Selain rutin melakukan sosialisasi pelindungan KI, proses hilirisasi riset juga terus dilakukan oleh UGM melalui UGM Science Techno Park (STP). Hilirisasi yang dilakukan oleh UGM STP sejalan dengan fokus prioritas nasional antara lain Kesehatan, Pertanian Terpadu, Energi Baru dan Terbarukan, Manufaktur, Rekayasa, Teknologi Informasi, dan Komunikasi (MRTIK), serta Heritage, Art, and Culture Sustainability Management.

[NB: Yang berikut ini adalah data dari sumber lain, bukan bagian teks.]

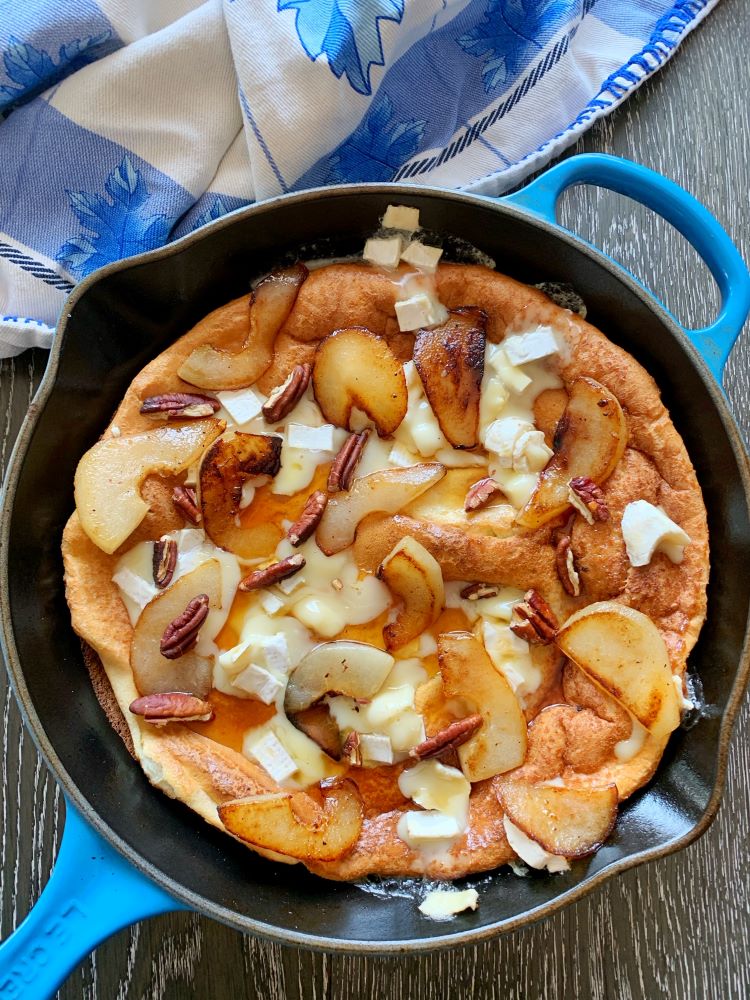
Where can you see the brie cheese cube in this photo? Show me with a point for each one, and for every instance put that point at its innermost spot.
(401, 217)
(422, 256)
(443, 903)
(243, 405)
(376, 749)
(530, 852)
(421, 310)
(531, 346)
(273, 757)
(384, 253)
(647, 529)
(429, 826)
(311, 438)
(259, 683)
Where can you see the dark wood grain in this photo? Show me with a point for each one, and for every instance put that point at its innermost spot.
(677, 928)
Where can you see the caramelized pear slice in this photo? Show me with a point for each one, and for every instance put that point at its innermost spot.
(387, 492)
(109, 476)
(344, 666)
(295, 825)
(356, 368)
(413, 575)
(589, 442)
(572, 822)
(273, 300)
(450, 362)
(191, 672)
(623, 651)
(468, 674)
(225, 468)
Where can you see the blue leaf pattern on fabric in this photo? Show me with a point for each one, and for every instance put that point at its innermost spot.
(33, 70)
(347, 32)
(119, 226)
(512, 32)
(377, 147)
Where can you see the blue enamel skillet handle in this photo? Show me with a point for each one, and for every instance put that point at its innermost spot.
(680, 209)
(92, 892)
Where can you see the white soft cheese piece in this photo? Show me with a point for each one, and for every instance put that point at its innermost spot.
(420, 310)
(440, 904)
(420, 255)
(383, 252)
(376, 748)
(243, 405)
(312, 438)
(259, 683)
(530, 852)
(273, 757)
(647, 529)
(401, 217)
(524, 347)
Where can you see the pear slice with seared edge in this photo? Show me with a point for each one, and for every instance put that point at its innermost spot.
(589, 441)
(273, 300)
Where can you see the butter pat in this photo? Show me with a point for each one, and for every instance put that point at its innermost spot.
(647, 529)
(273, 757)
(422, 256)
(525, 347)
(384, 253)
(421, 310)
(441, 904)
(530, 852)
(311, 438)
(401, 217)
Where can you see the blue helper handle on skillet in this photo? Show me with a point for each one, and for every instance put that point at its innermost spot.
(92, 892)
(680, 209)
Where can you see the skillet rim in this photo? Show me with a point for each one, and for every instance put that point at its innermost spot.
(45, 747)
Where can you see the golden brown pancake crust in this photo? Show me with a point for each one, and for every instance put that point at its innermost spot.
(577, 726)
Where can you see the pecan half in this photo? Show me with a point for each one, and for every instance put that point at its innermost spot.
(481, 493)
(536, 622)
(273, 573)
(179, 405)
(164, 561)
(285, 397)
(182, 634)
(309, 519)
(186, 500)
(172, 706)
(351, 751)
(566, 567)
(447, 739)
(476, 591)
(342, 468)
(590, 497)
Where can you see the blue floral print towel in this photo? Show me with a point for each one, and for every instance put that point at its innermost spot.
(127, 123)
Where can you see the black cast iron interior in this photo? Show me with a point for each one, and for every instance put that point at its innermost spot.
(133, 311)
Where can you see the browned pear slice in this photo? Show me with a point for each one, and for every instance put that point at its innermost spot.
(109, 476)
(450, 362)
(589, 442)
(344, 666)
(623, 651)
(381, 492)
(273, 300)
(295, 825)
(191, 673)
(568, 821)
(225, 468)
(413, 575)
(468, 674)
(356, 368)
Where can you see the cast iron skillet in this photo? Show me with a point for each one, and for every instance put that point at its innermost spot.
(129, 851)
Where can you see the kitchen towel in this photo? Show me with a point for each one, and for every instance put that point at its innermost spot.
(125, 124)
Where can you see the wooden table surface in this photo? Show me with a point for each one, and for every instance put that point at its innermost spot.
(679, 927)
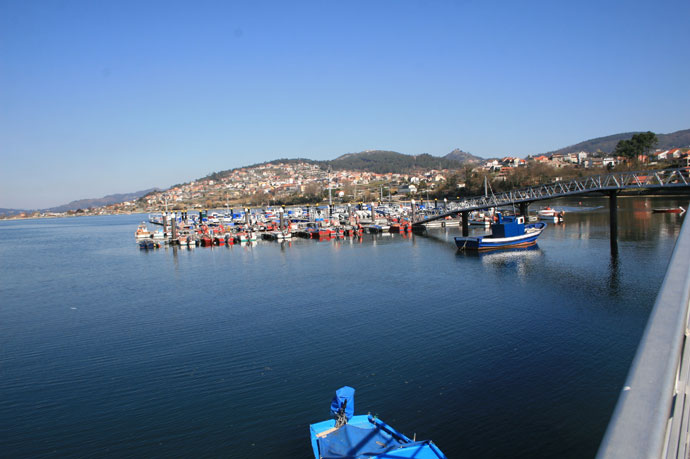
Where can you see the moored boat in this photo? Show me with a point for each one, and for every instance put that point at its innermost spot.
(363, 436)
(507, 232)
(547, 213)
(142, 232)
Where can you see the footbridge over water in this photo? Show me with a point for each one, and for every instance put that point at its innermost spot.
(609, 184)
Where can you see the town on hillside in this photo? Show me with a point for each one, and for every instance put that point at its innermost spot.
(297, 182)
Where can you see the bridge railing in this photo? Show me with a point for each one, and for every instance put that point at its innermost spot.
(652, 417)
(665, 178)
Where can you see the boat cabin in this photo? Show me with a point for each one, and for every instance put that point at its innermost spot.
(508, 226)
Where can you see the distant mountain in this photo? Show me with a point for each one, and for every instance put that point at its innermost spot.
(382, 162)
(104, 201)
(679, 139)
(463, 156)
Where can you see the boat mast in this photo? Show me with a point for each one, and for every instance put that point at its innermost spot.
(330, 201)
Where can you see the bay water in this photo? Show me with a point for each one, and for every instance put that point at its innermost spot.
(110, 351)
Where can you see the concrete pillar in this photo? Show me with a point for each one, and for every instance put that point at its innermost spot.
(613, 219)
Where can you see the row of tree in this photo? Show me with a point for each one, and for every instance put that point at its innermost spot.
(639, 144)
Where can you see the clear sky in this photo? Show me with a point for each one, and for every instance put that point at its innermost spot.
(102, 97)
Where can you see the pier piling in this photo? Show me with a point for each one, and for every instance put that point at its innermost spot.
(613, 219)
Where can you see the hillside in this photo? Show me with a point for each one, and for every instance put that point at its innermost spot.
(382, 162)
(607, 144)
(463, 156)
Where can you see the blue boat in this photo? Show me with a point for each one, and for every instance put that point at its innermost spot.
(363, 436)
(507, 232)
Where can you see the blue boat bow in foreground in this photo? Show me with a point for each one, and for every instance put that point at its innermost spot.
(363, 436)
(507, 232)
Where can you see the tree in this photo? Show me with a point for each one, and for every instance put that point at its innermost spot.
(639, 144)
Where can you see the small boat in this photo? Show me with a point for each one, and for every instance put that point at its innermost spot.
(668, 210)
(507, 232)
(143, 232)
(363, 436)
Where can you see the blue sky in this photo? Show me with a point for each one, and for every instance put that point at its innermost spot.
(110, 97)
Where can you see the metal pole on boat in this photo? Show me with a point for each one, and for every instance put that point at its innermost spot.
(174, 226)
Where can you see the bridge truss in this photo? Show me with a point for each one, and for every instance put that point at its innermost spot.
(666, 178)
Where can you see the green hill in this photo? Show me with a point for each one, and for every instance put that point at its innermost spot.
(678, 139)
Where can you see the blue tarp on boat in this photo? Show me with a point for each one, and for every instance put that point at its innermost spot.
(345, 394)
(350, 441)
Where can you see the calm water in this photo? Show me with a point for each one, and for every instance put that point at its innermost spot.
(106, 350)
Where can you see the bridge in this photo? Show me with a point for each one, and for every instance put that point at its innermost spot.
(608, 183)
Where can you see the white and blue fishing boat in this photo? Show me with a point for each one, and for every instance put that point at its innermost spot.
(507, 232)
(363, 436)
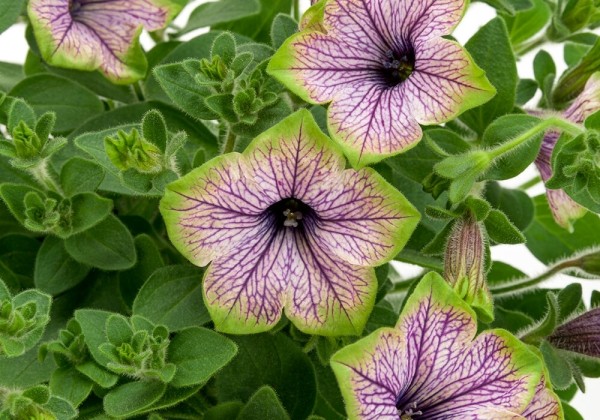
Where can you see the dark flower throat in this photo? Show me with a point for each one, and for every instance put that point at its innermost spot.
(289, 213)
(397, 67)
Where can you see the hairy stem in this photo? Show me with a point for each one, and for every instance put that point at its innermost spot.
(552, 122)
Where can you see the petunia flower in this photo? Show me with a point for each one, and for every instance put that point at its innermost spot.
(564, 209)
(285, 226)
(431, 366)
(579, 335)
(384, 68)
(99, 34)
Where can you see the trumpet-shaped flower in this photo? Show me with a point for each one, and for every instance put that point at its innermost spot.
(564, 209)
(431, 366)
(285, 226)
(99, 34)
(385, 68)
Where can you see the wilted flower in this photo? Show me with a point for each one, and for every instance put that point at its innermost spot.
(579, 335)
(286, 226)
(431, 366)
(99, 34)
(564, 209)
(385, 68)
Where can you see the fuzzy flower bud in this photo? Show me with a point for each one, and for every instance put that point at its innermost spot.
(464, 264)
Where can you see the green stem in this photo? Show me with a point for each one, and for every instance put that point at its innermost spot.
(296, 11)
(531, 183)
(552, 122)
(527, 283)
(41, 174)
(229, 144)
(139, 93)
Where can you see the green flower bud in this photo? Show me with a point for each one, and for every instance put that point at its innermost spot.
(27, 143)
(131, 151)
(464, 265)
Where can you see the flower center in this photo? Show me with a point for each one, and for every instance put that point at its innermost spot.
(397, 67)
(290, 212)
(409, 411)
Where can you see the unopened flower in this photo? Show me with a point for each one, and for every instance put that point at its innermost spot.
(99, 34)
(464, 265)
(579, 335)
(564, 209)
(431, 366)
(385, 68)
(285, 226)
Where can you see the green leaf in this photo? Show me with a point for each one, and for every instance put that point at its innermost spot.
(492, 51)
(283, 27)
(80, 176)
(258, 27)
(148, 261)
(130, 398)
(550, 242)
(228, 410)
(572, 82)
(55, 271)
(526, 23)
(172, 296)
(223, 11)
(274, 360)
(526, 90)
(72, 103)
(108, 246)
(92, 324)
(560, 372)
(9, 12)
(179, 82)
(71, 385)
(516, 204)
(544, 71)
(198, 354)
(516, 161)
(87, 211)
(264, 404)
(569, 300)
(10, 74)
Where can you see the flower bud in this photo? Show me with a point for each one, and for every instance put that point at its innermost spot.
(131, 151)
(464, 264)
(580, 335)
(27, 143)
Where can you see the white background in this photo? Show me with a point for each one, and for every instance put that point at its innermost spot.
(13, 48)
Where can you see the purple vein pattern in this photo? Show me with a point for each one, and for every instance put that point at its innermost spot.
(98, 34)
(431, 366)
(285, 226)
(564, 210)
(385, 69)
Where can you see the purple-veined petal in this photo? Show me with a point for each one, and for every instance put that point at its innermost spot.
(431, 363)
(545, 404)
(327, 296)
(445, 82)
(587, 102)
(213, 209)
(98, 34)
(243, 290)
(580, 335)
(375, 112)
(294, 159)
(363, 220)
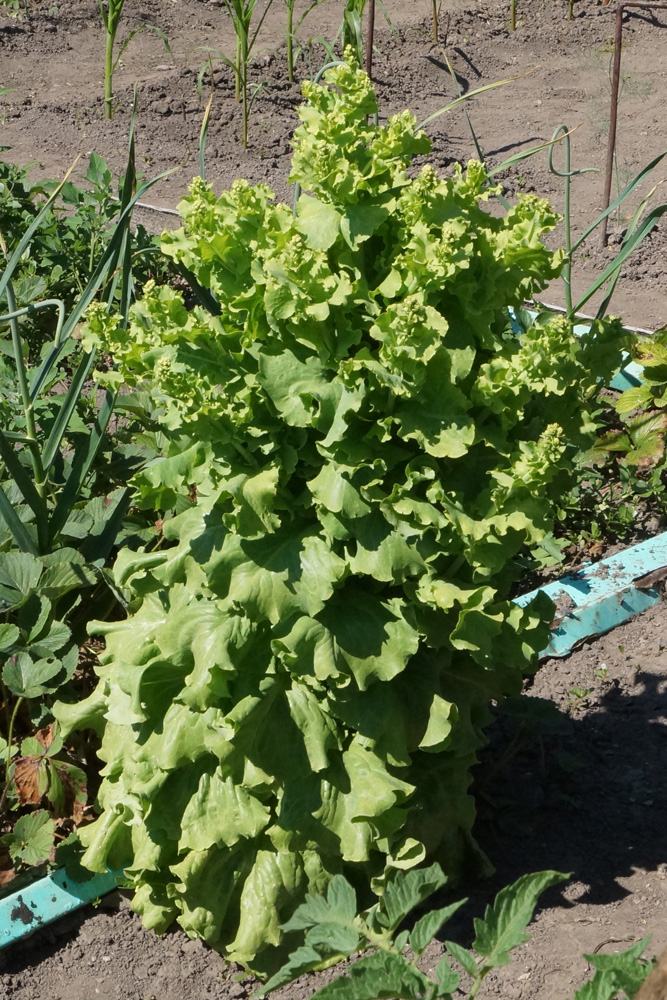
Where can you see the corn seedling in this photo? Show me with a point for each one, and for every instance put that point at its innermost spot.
(241, 12)
(110, 12)
(293, 30)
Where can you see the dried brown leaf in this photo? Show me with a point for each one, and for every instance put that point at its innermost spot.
(30, 780)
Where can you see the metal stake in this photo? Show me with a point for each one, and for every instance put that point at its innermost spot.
(369, 40)
(613, 115)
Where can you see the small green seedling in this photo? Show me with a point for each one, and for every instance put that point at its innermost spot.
(110, 13)
(334, 931)
(577, 696)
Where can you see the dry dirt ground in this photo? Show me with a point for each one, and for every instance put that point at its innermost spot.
(52, 64)
(587, 797)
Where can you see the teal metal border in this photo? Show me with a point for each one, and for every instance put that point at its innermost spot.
(602, 595)
(48, 899)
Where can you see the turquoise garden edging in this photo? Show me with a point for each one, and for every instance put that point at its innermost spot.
(46, 900)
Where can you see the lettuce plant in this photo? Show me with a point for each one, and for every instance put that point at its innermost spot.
(359, 446)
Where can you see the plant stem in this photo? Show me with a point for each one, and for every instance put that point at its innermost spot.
(290, 40)
(108, 72)
(8, 762)
(28, 409)
(237, 80)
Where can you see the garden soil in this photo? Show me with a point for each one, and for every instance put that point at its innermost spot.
(581, 790)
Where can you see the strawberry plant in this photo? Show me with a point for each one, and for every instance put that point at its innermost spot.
(359, 447)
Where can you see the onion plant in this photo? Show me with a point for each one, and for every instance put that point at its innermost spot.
(110, 12)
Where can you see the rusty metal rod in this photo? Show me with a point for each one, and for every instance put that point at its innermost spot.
(369, 40)
(613, 115)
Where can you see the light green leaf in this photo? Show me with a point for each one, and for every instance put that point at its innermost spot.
(319, 730)
(220, 814)
(292, 385)
(318, 221)
(9, 634)
(428, 926)
(333, 490)
(339, 905)
(292, 570)
(632, 399)
(31, 841)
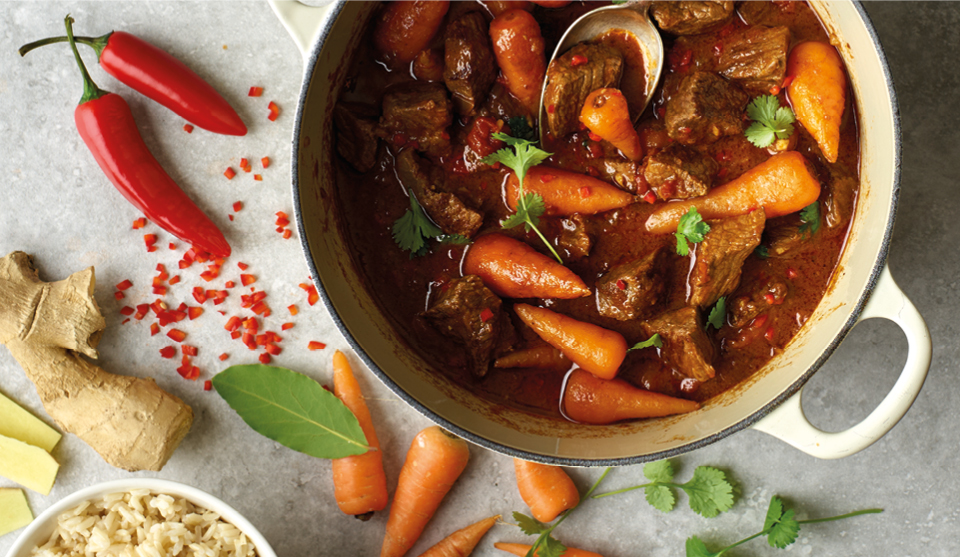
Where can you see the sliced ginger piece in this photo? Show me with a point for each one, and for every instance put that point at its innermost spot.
(14, 511)
(18, 423)
(29, 466)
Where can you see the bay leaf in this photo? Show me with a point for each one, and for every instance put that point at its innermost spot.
(292, 409)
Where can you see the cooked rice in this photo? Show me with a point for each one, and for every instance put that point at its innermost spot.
(140, 524)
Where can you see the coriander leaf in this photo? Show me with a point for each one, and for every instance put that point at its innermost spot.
(652, 341)
(292, 409)
(810, 216)
(709, 491)
(691, 228)
(718, 315)
(414, 228)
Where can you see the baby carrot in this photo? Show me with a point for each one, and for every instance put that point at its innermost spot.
(590, 400)
(547, 490)
(782, 184)
(359, 485)
(595, 349)
(565, 193)
(461, 542)
(605, 113)
(818, 92)
(435, 460)
(520, 550)
(513, 269)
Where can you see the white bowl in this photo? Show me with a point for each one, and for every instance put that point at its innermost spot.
(39, 531)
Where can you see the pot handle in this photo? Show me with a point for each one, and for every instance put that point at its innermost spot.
(301, 21)
(788, 423)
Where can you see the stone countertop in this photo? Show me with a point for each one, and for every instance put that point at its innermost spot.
(57, 205)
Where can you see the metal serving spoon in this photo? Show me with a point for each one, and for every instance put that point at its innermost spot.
(632, 17)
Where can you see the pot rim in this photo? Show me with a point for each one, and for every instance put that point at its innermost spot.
(310, 65)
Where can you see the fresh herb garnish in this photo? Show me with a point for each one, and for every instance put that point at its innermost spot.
(521, 156)
(652, 341)
(292, 409)
(771, 121)
(691, 228)
(810, 216)
(780, 527)
(414, 228)
(708, 491)
(718, 314)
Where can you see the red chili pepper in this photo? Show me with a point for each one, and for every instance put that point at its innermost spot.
(158, 75)
(106, 125)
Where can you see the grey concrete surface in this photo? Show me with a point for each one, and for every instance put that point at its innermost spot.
(57, 205)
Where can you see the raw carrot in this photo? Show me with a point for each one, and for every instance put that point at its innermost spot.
(565, 193)
(461, 542)
(407, 27)
(818, 92)
(520, 550)
(590, 400)
(605, 113)
(547, 490)
(513, 269)
(359, 485)
(435, 460)
(519, 48)
(782, 184)
(542, 357)
(595, 349)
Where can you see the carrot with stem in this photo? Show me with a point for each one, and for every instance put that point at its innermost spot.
(461, 542)
(434, 462)
(606, 114)
(359, 484)
(547, 490)
(595, 349)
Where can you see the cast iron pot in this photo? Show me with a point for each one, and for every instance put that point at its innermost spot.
(769, 401)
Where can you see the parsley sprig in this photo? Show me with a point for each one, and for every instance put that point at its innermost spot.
(780, 527)
(708, 491)
(690, 230)
(520, 156)
(771, 121)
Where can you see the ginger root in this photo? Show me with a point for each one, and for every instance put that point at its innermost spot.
(131, 422)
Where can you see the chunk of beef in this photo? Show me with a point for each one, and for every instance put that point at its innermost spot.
(630, 289)
(761, 296)
(469, 65)
(421, 112)
(571, 77)
(720, 256)
(756, 58)
(446, 209)
(705, 108)
(692, 18)
(679, 172)
(357, 140)
(686, 346)
(468, 312)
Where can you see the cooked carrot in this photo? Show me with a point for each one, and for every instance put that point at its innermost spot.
(435, 460)
(461, 542)
(782, 184)
(359, 485)
(547, 490)
(513, 269)
(590, 400)
(595, 349)
(542, 357)
(565, 193)
(519, 48)
(605, 113)
(407, 27)
(522, 549)
(818, 92)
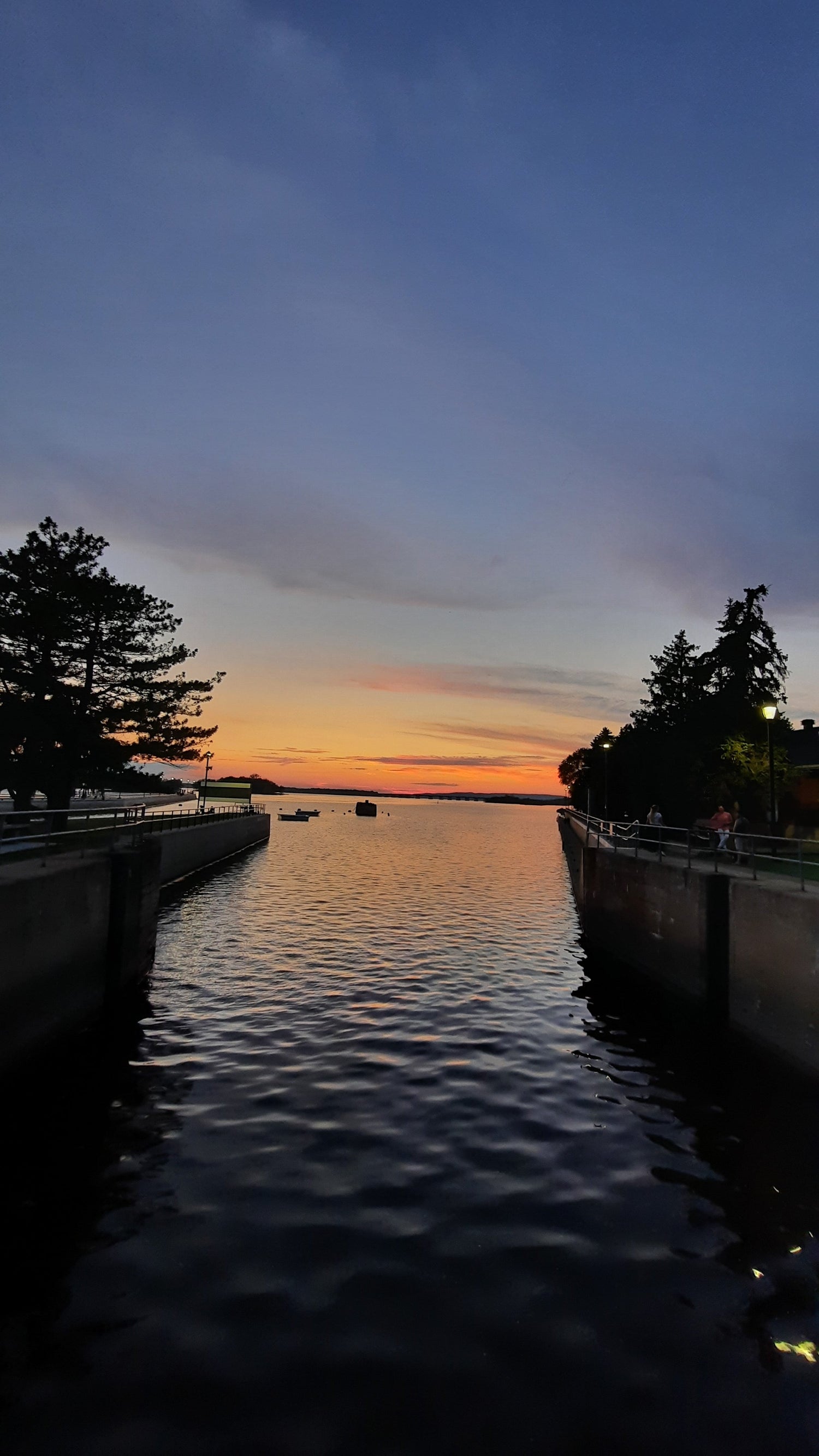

Tercatat hingga saat ini UGM berhasil menghilirkan KI yang dihasilkan dari riset dan inovasi alat dan teknologi kesehatan, produk agro, serta produk digital, berupa GeNose C-19 sebagai alat screening covid-19, INA-SHUNT sebagai alat terapi hydrocephalus, OST-D vitamin D larut air, GAMA Cha sebagai material pengganti tulang dan bone filler yang tersertifikasi halal, NPC Strip G kit untuk deteksi kanker nasofaring, Ceraspon alat kesehatan berupa spon untuk pasca bedah, alat deteksi dini bencana longsor, serta perangkat kendali sistem radiografi digital.